Henry Frederick, prince of Carrick, and afterwards prince of Wales, was fondly loved by his mother, whom, at least in the days of his later boyhood, he was said greatly to resemble (Chamberlain to Carleton, 13 Nov. 1611, ap. Birch). When he died in 1612—the young Marcellus of English history—she passionately mourned his premature death; a full month after that event, though her conversation had recovered some of its cheerfulness, she is described as sitting in a darkened room hung with black; nor would she, in 1614, attend a solemnity of which her second son was to be the central figure, lest she should renew her grief by the memory of his brother. In Prince Henry's early days the question of his custody was the chief trouble of his mother's life. Already, in 1595, the king had committed the charge of the prince to the Earl of Mar, solemnly admonishing him, ‘in case God should call me at any time, to see that neither for the queen nor estates their pleasure, you deliver him till he be eighteen, and that he command you himself.’ The queen's wish to have the prince brought up in the castle at Edinburgh was accordingly refused by the earl, with the king's approval. For the present she made no further attempt. On 15 Aug. 1596 she gave birth to her eldest daughter, the admired Princess Elizabeth and Rose of Bohemia of later days. Considering her destiny, it is curious that the care of her should have been committed to Lord Livingstone, whose wife was a Roman catholic. Great discontent was hereby aroused among the ministers of the Kirk, who were at that time greatly exercised by the leniency shown by the government towards the ‘popish lords.’ The occasion of the child's christening was taken advantage of by the general assembly to review the morals and manners of the court, and in particular to express a desire for the reformation of the queen's majesty's ministry, as well as to animadvert upon ‘her company, her not repairing to the Word and sacraments, night-waking, balling, &c., and such like concerning her gentlewomen’ (Burton, vi. 75–77).

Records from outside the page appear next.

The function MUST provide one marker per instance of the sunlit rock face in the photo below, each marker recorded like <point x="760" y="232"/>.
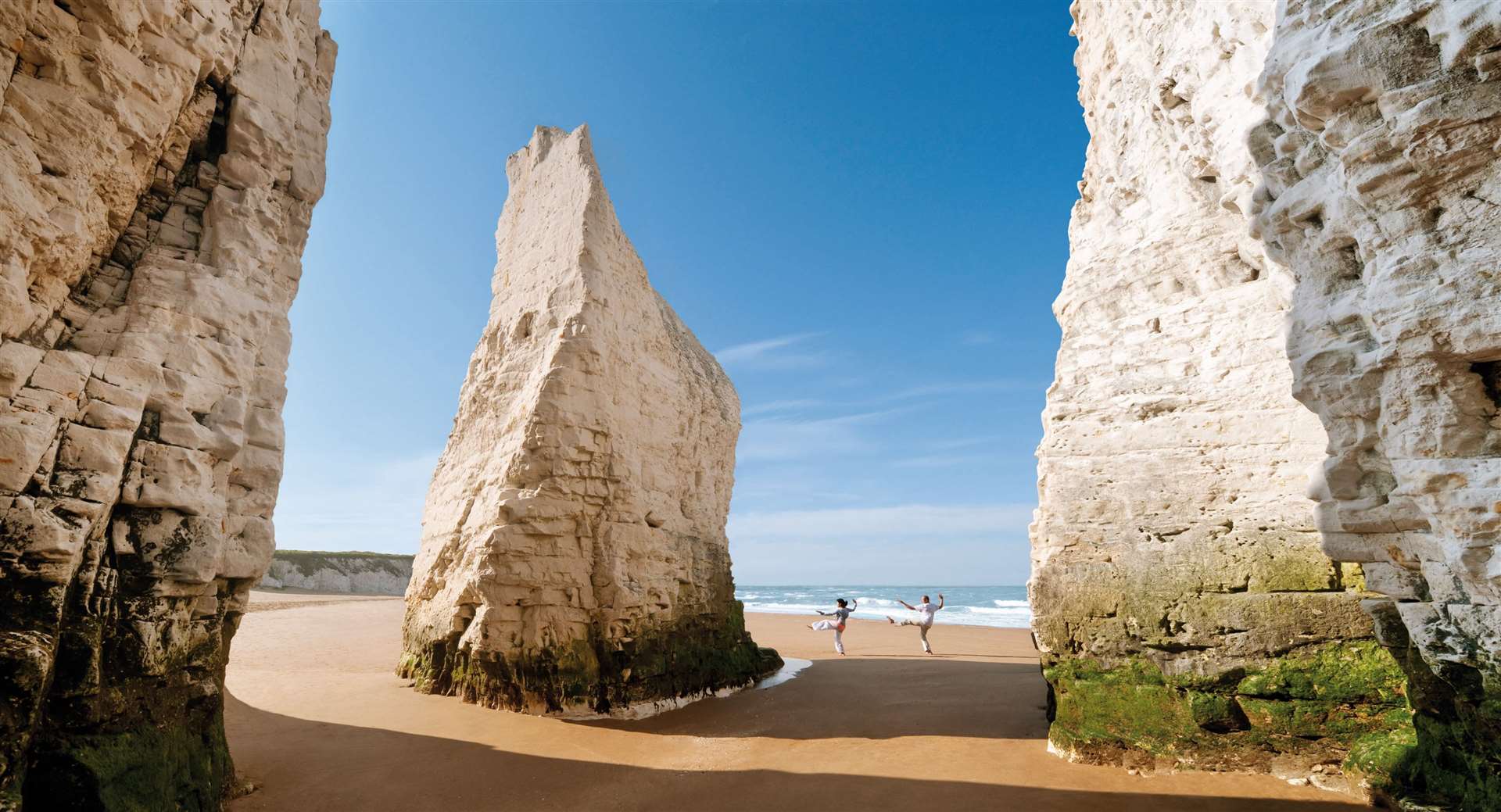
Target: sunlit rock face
<point x="1383" y="194"/>
<point x="159" y="161"/>
<point x="1183" y="606"/>
<point x="574" y="553"/>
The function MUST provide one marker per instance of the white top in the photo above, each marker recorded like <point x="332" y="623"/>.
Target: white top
<point x="926" y="610"/>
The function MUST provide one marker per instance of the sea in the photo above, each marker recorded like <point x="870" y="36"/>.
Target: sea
<point x="1001" y="606"/>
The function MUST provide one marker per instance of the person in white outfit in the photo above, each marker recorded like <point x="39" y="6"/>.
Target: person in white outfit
<point x="841" y="616"/>
<point x="923" y="621"/>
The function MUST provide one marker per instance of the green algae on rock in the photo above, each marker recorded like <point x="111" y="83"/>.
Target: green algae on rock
<point x="1336" y="704"/>
<point x="161" y="167"/>
<point x="574" y="554"/>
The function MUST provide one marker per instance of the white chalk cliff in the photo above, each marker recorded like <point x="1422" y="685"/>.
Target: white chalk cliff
<point x="574" y="553"/>
<point x="159" y="166"/>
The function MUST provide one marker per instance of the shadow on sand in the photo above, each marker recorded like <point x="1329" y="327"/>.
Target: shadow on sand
<point x="300" y="764"/>
<point x="1003" y="701"/>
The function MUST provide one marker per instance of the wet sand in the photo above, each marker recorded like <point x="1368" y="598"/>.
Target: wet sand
<point x="317" y="721"/>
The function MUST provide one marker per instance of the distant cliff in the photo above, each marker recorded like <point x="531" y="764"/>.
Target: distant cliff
<point x="338" y="572"/>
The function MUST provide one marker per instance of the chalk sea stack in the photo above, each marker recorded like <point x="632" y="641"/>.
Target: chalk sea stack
<point x="1184" y="610"/>
<point x="1381" y="189"/>
<point x="574" y="553"/>
<point x="159" y="166"/>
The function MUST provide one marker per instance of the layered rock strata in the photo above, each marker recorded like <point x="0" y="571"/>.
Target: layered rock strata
<point x="1183" y="606"/>
<point x="1383" y="194"/>
<point x="338" y="572"/>
<point x="574" y="553"/>
<point x="159" y="167"/>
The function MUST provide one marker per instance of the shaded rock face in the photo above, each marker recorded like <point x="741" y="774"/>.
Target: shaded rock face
<point x="574" y="553"/>
<point x="1383" y="194"/>
<point x="338" y="572"/>
<point x="1182" y="604"/>
<point x="159" y="166"/>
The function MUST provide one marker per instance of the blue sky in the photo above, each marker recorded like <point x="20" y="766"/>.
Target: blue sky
<point x="862" y="209"/>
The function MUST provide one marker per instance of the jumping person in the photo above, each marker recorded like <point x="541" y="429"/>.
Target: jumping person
<point x="925" y="622"/>
<point x="841" y="614"/>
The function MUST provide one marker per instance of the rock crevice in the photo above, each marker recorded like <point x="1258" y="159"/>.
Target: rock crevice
<point x="161" y="167"/>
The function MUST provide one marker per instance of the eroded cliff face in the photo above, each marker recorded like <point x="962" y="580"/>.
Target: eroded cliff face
<point x="1183" y="606"/>
<point x="1383" y="194"/>
<point x="338" y="572"/>
<point x="574" y="553"/>
<point x="159" y="164"/>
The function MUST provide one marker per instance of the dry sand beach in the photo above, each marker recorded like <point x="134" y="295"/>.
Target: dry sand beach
<point x="317" y="721"/>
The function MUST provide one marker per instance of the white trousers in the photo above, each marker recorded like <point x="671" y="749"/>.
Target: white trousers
<point x="827" y="624"/>
<point x="922" y="631"/>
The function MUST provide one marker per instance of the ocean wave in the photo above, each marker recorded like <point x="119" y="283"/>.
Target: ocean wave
<point x="1018" y="617"/>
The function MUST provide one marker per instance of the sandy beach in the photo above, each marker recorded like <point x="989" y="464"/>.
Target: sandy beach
<point x="317" y="721"/>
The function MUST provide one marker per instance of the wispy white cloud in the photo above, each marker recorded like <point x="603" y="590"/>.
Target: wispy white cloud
<point x="380" y="510"/>
<point x="938" y="389"/>
<point x="773" y="353"/>
<point x="779" y="406"/>
<point x="779" y="438"/>
<point x="937" y="461"/>
<point x="967" y="442"/>
<point x="895" y="523"/>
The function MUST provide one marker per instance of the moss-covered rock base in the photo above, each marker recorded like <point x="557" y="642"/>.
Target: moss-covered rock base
<point x="1336" y="704"/>
<point x="654" y="667"/>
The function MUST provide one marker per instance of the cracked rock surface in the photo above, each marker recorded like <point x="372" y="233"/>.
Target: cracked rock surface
<point x="1179" y="588"/>
<point x="574" y="554"/>
<point x="161" y="161"/>
<point x="1381" y="191"/>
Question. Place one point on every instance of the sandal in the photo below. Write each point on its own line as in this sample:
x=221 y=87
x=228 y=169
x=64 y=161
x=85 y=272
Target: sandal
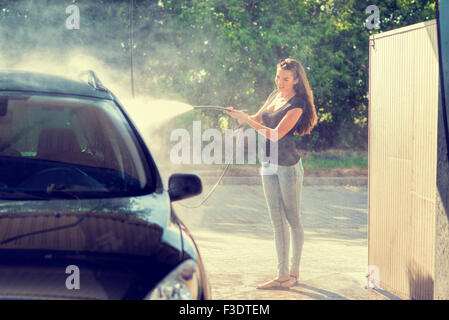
x=273 y=286
x=295 y=278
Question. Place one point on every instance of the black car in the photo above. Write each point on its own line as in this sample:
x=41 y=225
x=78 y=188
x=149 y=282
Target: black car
x=84 y=213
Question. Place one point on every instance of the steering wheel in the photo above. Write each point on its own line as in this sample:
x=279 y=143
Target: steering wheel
x=60 y=175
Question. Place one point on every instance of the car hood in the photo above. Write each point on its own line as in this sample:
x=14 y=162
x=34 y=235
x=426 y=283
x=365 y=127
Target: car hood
x=123 y=247
x=135 y=225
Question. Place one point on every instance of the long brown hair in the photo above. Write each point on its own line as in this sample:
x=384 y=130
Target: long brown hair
x=303 y=91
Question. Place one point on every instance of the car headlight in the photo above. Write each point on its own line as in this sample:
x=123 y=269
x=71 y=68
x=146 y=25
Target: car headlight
x=180 y=284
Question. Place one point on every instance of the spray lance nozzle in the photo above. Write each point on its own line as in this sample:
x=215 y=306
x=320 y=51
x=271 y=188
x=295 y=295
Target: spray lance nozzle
x=218 y=108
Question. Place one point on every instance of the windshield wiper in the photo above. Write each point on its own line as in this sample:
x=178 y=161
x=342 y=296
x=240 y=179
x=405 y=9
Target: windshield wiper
x=61 y=188
x=66 y=226
x=22 y=195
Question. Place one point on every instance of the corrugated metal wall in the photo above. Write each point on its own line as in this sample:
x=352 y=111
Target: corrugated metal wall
x=403 y=113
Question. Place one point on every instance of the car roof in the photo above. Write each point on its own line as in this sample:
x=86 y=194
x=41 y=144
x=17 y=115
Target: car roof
x=25 y=81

Queen Anne can hardly at this early date have entertained the personal predilection for Rome which was afterwards imputed to her. A deadlier antagonism than that between the Lutheranism in which she had been brought up and the Calvinism which now confronted her could not easily be imagined; and in the closing years of the sixteenth century this conflict had reached its climax. Stimulus enough was given to the hopes of the Roman Catholics that Prince Henry too might be placed in the care of a member of their faith by the negotiations which, beyond a doubt, King James was, during these years of expectation, carrying on with Rome or her agents. Queen Anne's second daughter, Margaret (who died in infancy), was born at Dalkeith Palace, 24 Dec. 1598; her second son, Charles, at Dunfermline on 19 Nov. 1600—the same day, as the ecclesiastical historian (Calderwood) pleasantly puts it, ‘that Gowrie's and his brother's carcasses were dismembered.’ It would be futile to dwell on the foul scandals and vague rumours which attributed to Queen Anne the moral responsibility for part or the whole of the Gowrie tragedy, especially as, not long after its occurrence, the king and queen seem to have been on the best of terms with one another. In April or May 1601 a fifth child, ‘Duik Robert,’ was born to them, who died in infancy. A daughter (Mary), born at Greenwich in April 1605, who died in 1607, was the youngest of their children.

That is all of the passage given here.